“Ay, those were brave days, Miss Grace, brave, heartsome days. It was easy to feel good and Christian-like then, and wish well to everybody; but I can’t do it now, I cannot. When I’m sitting here all alone, texts come into my head; but they are all what I used to call bad ones, about vengeance, and hatred, and punishment. There are no others I can mind now. That thief of the world has destroyed us body and soul, but it will come to him. He will get his deserts yet.”
Grace rose, and walked into an inner room, where, on the top of a chest of drawers, bright as beeswax could keep them, lay the family Bible, with Scott’s spectacles, heirlooms like the book, reposing upon it.

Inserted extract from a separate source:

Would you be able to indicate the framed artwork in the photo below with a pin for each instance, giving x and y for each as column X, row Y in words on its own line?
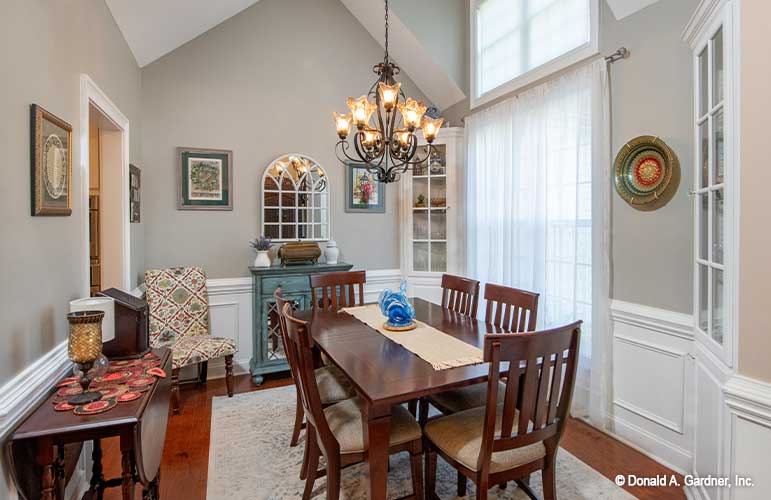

Lifting the Bible she carried it out, placed it upon the dresser, and, turning to the Gospels, read the last six verses of the fifth chapter of St. Matthew softly and slowly. Then she closed the volume and took it back again.
“It’s well for them that can do all that,” said Mrs. Scott, not defiantly, but in simple good faith.
“Some day we shall all be able to feel it, and do it, please God,” answered Grace, and, stooping over the back of Mrs. Scott’s chair, she kissed the face of the humble friend who had once been like a mother to her.
“Good-bye,” she said. “Let Reuben write to me, and get Amos away from here, if you can, before worse comes of it.”
“What is this, Miss Grace?” asked Mrs. Scott, as her visitor laid a small packet in her lap.
“It is what you will need,” said Grace, “when perhaps I am not near at hand to come to for it.”
“Is it money?” inquired the woman.
“Yes; surely you do not mind taking it from me?”